Another tear hit the stone, darkening the carved letters. I pressed my palm flat over it. The granite was cold, unyielding. Still, I felt something ease in my chest—like the stone had taken a little of the weight.
“I love you,” I whispered to my girls. “Both of you. Always will.” The wind shifted. “I think…” I swallowed. “I think I’m ready to live again.”
The lilies stirred in a small breeze, the paper around them soft with dew. I took it as a sign. Or maybe just the world reminding me it keeps going, whether I do or not.
I sat in the grass until the damp bled through my jeans. When I finally stood, the weight was still there, but it wasn’t crushing anymore. It felt like something I could carry.
I pressed two fingers to my lips and then to each name. It felt childish and exactly right.
Back in the truck, I watched my phone wake up. Messages from JB about video, one from the ops manager about bus times next week, a PR reminder. My thumb hovered over Miguel’s contact longer than it should have.

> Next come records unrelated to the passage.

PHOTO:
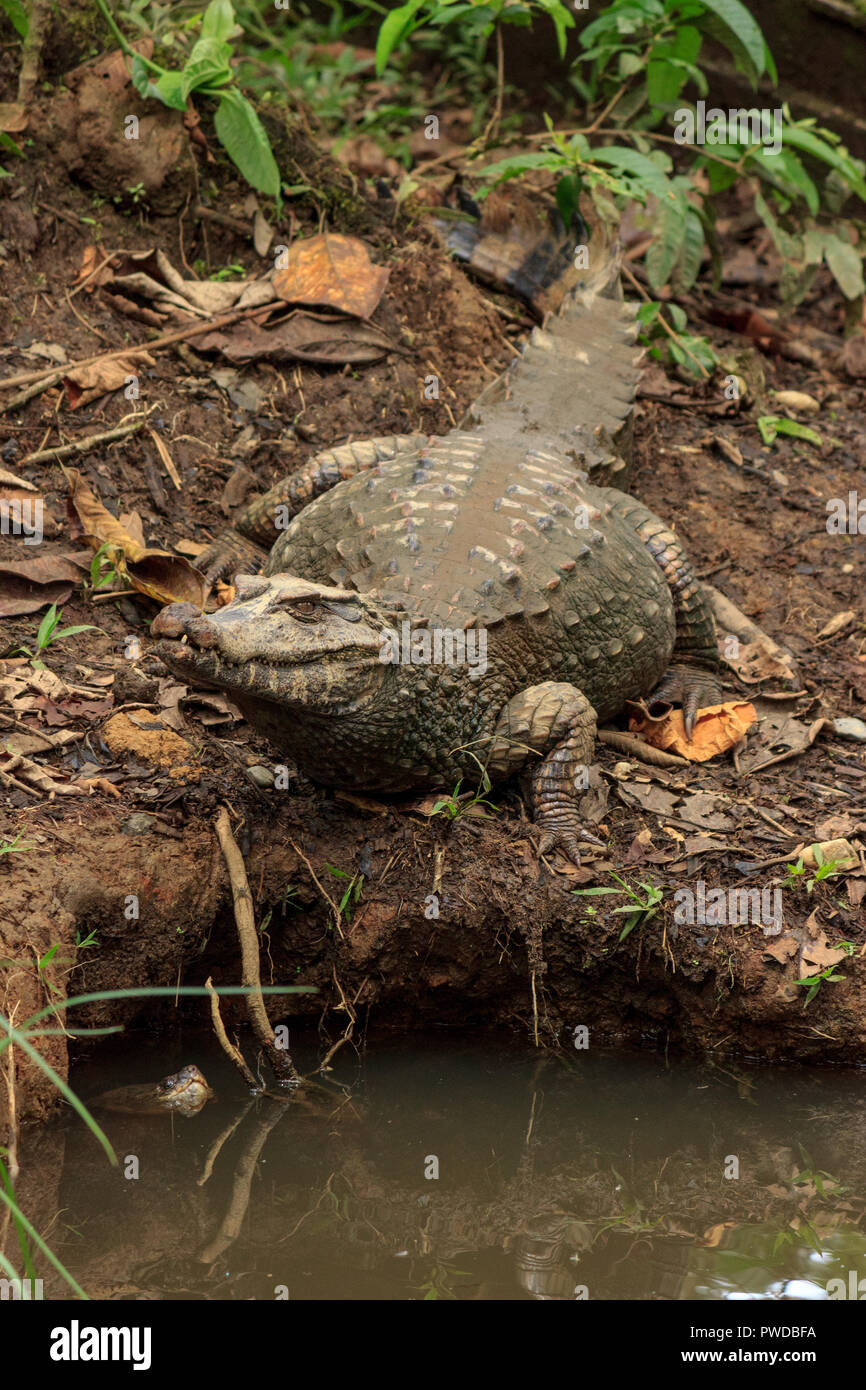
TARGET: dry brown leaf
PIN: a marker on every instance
(13, 117)
(168, 578)
(717, 729)
(837, 623)
(328, 339)
(331, 271)
(85, 384)
(38, 583)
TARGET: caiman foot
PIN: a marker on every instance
(691, 687)
(556, 720)
(228, 555)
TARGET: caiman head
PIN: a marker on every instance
(282, 641)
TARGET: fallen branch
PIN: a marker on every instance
(248, 937)
(163, 341)
(82, 445)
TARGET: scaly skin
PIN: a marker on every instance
(583, 595)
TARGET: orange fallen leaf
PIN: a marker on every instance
(717, 729)
(331, 271)
(168, 578)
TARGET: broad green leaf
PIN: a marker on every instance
(772, 426)
(246, 143)
(638, 166)
(665, 249)
(206, 66)
(395, 27)
(170, 89)
(15, 14)
(845, 266)
(744, 27)
(820, 150)
(218, 20)
(786, 171)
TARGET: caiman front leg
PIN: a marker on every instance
(556, 720)
(692, 677)
(245, 545)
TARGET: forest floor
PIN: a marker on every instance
(123, 808)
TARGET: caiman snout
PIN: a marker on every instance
(185, 620)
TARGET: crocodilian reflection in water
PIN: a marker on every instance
(464, 1171)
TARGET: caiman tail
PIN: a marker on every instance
(574, 382)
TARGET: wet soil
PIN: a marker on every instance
(452, 923)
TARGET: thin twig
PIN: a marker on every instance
(245, 922)
(134, 349)
(82, 445)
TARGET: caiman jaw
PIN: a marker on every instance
(282, 640)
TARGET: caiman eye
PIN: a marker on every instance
(303, 609)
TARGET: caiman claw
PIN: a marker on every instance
(690, 687)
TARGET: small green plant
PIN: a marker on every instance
(642, 905)
(773, 426)
(49, 634)
(350, 898)
(797, 873)
(478, 20)
(207, 72)
(103, 567)
(15, 847)
(812, 983)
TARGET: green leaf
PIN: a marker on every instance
(649, 173)
(170, 91)
(772, 426)
(46, 627)
(207, 64)
(395, 27)
(15, 14)
(139, 77)
(744, 27)
(218, 20)
(845, 264)
(665, 249)
(246, 143)
(567, 198)
(804, 139)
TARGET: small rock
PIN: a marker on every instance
(138, 824)
(851, 729)
(798, 401)
(837, 851)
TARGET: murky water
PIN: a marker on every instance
(464, 1169)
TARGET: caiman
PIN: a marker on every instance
(430, 605)
(184, 1093)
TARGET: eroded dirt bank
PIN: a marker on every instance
(123, 886)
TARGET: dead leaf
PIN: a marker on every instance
(332, 271)
(149, 741)
(168, 578)
(818, 955)
(13, 117)
(758, 662)
(783, 950)
(327, 339)
(38, 583)
(717, 729)
(837, 623)
(85, 384)
(837, 851)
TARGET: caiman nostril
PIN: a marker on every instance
(202, 631)
(173, 620)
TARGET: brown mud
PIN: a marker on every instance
(456, 923)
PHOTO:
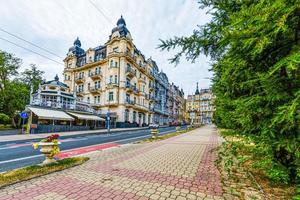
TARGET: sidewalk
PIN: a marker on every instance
(19, 137)
(181, 167)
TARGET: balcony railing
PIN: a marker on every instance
(79, 79)
(64, 106)
(95, 75)
(130, 72)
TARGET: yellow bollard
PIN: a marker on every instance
(154, 132)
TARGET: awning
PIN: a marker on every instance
(50, 114)
(86, 116)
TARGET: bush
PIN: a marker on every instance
(4, 119)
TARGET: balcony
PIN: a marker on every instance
(79, 79)
(80, 93)
(151, 86)
(151, 98)
(130, 72)
(141, 107)
(112, 103)
(142, 67)
(141, 80)
(129, 103)
(142, 93)
(95, 90)
(96, 75)
(112, 85)
(129, 87)
(135, 90)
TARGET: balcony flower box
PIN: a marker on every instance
(49, 147)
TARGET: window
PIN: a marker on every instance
(116, 49)
(111, 96)
(134, 116)
(126, 115)
(128, 98)
(97, 70)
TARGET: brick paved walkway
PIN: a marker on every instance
(181, 167)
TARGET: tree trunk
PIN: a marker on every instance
(13, 122)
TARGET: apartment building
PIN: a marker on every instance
(199, 107)
(116, 78)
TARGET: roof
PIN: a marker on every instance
(86, 116)
(50, 114)
(55, 82)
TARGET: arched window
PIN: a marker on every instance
(126, 115)
(134, 116)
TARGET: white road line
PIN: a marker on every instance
(29, 157)
(17, 159)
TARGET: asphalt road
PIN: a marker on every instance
(21, 154)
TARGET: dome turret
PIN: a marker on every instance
(56, 78)
(77, 42)
(121, 22)
(197, 90)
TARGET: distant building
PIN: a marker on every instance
(199, 107)
(54, 108)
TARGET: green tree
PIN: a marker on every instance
(32, 77)
(16, 97)
(9, 65)
(4, 119)
(255, 50)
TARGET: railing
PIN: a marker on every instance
(64, 106)
(96, 73)
(128, 101)
(130, 71)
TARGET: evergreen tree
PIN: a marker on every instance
(256, 52)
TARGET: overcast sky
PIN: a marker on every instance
(54, 25)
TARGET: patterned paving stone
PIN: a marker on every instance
(181, 167)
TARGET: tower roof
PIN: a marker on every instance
(121, 21)
(197, 90)
(77, 42)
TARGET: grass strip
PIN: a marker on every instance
(34, 171)
(163, 137)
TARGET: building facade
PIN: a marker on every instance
(161, 87)
(54, 108)
(176, 104)
(116, 78)
(199, 107)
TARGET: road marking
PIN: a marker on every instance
(35, 156)
(18, 159)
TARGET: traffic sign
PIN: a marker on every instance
(23, 115)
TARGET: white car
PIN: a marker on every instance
(153, 125)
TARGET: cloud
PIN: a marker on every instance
(54, 24)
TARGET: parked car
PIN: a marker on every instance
(153, 125)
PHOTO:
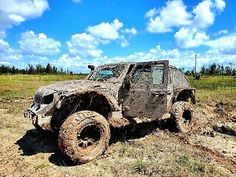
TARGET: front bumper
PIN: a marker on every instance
(43, 122)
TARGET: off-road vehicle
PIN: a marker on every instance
(113, 95)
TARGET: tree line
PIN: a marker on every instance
(31, 69)
(213, 70)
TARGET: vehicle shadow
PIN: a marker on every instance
(34, 142)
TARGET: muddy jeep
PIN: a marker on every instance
(82, 112)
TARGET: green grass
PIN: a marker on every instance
(23, 86)
(220, 88)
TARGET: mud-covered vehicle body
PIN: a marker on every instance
(112, 95)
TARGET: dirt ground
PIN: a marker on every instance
(152, 151)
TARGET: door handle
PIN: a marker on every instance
(158, 93)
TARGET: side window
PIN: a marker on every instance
(142, 75)
(158, 75)
(149, 75)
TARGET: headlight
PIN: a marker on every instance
(48, 99)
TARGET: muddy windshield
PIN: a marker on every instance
(107, 73)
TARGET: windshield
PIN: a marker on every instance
(107, 73)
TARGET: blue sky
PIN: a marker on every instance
(74, 33)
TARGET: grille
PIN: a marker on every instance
(38, 99)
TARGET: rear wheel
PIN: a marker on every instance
(84, 136)
(182, 113)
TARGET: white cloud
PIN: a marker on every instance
(105, 30)
(14, 12)
(4, 46)
(38, 44)
(174, 14)
(7, 54)
(187, 38)
(84, 45)
(220, 4)
(203, 15)
(191, 26)
(131, 31)
(76, 1)
(225, 45)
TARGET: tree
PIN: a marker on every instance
(48, 68)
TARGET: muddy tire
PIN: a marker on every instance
(182, 113)
(84, 136)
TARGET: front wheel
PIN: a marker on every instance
(84, 136)
(182, 113)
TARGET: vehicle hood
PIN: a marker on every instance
(76, 86)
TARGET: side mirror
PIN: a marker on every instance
(91, 67)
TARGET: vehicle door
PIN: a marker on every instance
(146, 95)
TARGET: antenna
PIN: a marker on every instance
(196, 75)
(195, 64)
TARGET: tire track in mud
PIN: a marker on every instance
(227, 162)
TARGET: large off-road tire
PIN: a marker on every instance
(183, 114)
(84, 136)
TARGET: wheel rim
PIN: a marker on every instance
(186, 119)
(88, 137)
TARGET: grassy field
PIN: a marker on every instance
(23, 86)
(222, 88)
(26, 152)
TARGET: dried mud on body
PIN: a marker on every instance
(209, 150)
(156, 152)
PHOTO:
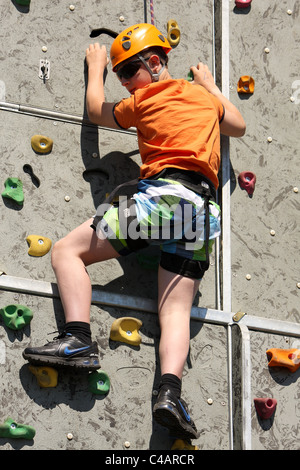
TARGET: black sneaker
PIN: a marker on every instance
(65, 350)
(173, 413)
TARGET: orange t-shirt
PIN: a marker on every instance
(177, 126)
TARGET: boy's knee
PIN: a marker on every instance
(57, 252)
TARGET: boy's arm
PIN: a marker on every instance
(99, 112)
(233, 123)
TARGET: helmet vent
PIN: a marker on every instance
(126, 45)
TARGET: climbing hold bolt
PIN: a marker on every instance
(246, 84)
(14, 190)
(289, 358)
(41, 144)
(38, 245)
(11, 429)
(180, 444)
(243, 3)
(46, 376)
(126, 330)
(16, 317)
(247, 181)
(173, 33)
(265, 407)
(99, 382)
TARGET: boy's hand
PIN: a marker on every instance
(96, 56)
(203, 76)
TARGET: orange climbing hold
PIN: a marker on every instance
(246, 84)
(126, 330)
(289, 358)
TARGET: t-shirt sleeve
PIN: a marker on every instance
(124, 113)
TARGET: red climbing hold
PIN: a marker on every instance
(243, 3)
(265, 407)
(247, 181)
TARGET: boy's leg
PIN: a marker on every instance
(70, 256)
(176, 295)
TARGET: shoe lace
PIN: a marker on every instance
(60, 335)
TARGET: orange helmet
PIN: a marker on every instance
(134, 40)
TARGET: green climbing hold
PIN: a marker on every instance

I typed:
Rodriguez: Proud of you last night.
I stared at the words until they went blurry, then hit send before I could get noble and delete them.
Traffic hummed somewhere beyond the cemetery wall. And I thought about a quiet, patient smile that had started to feel like a promise.
When the phone buzzed, I didn’t look right away. I sat with the sound in the quiet cab and let myself breathe.